Le récit que nous présente ces dépositions, et bien d’autres, est un et se donne entièrement. Chez Caravage le récit est double. Une histoire, la scène « officielle » se déroule de manière rituelle avec ses pleureuses à l’arrière-plan du  personnage principal. Une histoire autonome, quotidienne, banale, nous est contée en avant-scène : celle du personnage bien vivant, manœuvre, aussi étranger à ce qui se passe à l’arrière qu’un travailleur immigré au travail, et qui a l’air de répondre à notre regard et de nous dire : « et bien oui, je fais mon boulot ».

Cet ouvrier est ainsi une véritable mise en abîme, un reflet en miroir, du travail du peintre, qui lui nous dit : « oui, je fais mon boulot, je continue à peindre des mythes». Pour lui il n’y a ainsi, pas rupture dans son travail suivant l’origine chrétienne ou païenne du récit, puisqu’il peint le quotidien. Cela lui permet de rester fidèle à l’esprit de la renaissance et de la peinture italienne antérieure.
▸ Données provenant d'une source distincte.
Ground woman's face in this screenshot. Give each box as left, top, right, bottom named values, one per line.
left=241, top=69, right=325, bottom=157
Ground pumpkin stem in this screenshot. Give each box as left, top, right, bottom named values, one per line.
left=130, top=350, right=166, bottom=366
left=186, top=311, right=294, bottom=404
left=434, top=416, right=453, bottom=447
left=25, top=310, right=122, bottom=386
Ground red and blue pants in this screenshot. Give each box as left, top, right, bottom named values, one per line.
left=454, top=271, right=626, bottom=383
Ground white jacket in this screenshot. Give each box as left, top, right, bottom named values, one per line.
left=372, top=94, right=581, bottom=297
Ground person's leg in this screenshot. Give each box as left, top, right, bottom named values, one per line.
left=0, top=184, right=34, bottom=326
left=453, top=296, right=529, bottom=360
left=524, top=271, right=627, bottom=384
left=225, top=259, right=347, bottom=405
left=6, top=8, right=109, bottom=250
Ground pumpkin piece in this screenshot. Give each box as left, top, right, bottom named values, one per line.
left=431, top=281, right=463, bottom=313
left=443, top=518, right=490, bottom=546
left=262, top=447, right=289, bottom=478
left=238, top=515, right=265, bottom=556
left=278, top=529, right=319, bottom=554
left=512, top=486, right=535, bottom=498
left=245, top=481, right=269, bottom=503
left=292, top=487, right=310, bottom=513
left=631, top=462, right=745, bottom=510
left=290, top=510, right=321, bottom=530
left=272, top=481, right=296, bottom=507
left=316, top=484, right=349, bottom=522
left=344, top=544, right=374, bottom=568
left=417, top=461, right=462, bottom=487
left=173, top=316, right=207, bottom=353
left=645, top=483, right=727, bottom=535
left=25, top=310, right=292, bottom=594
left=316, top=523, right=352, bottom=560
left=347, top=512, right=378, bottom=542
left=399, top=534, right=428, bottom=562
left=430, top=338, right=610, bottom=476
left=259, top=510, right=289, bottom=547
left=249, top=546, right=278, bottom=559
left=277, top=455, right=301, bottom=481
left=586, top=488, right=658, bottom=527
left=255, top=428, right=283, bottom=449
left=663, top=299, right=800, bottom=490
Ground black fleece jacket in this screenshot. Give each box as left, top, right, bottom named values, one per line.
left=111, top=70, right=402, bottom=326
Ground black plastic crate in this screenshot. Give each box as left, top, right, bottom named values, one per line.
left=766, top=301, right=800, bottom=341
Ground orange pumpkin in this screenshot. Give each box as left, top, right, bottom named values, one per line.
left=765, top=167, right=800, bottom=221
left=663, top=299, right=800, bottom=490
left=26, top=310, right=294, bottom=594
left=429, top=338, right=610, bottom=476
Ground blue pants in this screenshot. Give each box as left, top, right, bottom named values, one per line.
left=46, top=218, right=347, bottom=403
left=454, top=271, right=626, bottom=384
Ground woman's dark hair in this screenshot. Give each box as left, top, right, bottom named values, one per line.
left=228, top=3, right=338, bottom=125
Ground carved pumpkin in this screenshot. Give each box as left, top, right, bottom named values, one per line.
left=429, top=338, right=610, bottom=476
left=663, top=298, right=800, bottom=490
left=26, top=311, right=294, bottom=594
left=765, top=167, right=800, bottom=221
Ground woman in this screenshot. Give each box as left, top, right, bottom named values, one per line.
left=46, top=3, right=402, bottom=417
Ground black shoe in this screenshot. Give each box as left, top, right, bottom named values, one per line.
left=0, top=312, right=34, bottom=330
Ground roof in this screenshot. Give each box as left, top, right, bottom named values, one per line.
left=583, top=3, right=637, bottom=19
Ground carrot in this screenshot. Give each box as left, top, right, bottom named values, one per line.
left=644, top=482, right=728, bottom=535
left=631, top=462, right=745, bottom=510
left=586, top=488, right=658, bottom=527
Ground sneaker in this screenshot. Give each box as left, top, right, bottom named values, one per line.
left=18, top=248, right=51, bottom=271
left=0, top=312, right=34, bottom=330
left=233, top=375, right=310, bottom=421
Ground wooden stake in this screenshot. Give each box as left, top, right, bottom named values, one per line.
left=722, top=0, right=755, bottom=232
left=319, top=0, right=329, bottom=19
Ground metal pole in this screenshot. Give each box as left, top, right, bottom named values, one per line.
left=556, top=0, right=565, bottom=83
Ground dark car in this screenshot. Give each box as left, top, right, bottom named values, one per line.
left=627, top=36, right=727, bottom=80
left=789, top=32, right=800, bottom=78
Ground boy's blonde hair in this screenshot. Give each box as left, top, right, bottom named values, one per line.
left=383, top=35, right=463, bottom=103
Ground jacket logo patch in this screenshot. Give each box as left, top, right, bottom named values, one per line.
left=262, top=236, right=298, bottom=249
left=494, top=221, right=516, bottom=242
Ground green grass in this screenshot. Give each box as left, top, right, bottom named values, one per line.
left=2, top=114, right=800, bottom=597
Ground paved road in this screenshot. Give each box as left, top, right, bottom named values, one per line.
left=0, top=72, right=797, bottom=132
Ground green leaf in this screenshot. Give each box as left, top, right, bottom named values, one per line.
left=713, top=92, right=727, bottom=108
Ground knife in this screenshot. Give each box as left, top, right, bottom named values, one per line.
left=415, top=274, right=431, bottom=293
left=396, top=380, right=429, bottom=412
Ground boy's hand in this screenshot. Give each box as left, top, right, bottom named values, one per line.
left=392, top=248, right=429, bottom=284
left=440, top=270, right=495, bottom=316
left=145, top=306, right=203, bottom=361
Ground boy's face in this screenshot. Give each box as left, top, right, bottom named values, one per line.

En effet Caravage, peintre réaliste, poursuit le même chemin. Il compose son œuvre sans fard à partir de ce qu’il a sous les yeux ; des acteurs qui jouent une scène, et un manutentionnaire qui s’affaire et sert la pièce. Il représentait tels quels, les modèles (souvent à la Renaissance de jeunes adolescents), sans les transformer, pour en faire des Bacchus, Narcisse…. . Il habillait ainsi des individus contemporains, des attributs d’un récit, de simulacres, laissant apparent le montage de sa création. Depuis Giotto la peinture cherchait à présenter ses narrations bibliques dans des éléments du quotidien, où les contemporains pouvaient se situer. Caravage, lui, malgré l’humeur du temps, pousse la démarche un peu plus loin, dans la prise en compte immédiate du réel, en une attitude de dévoilement de la représentation. En cela il reste subversif.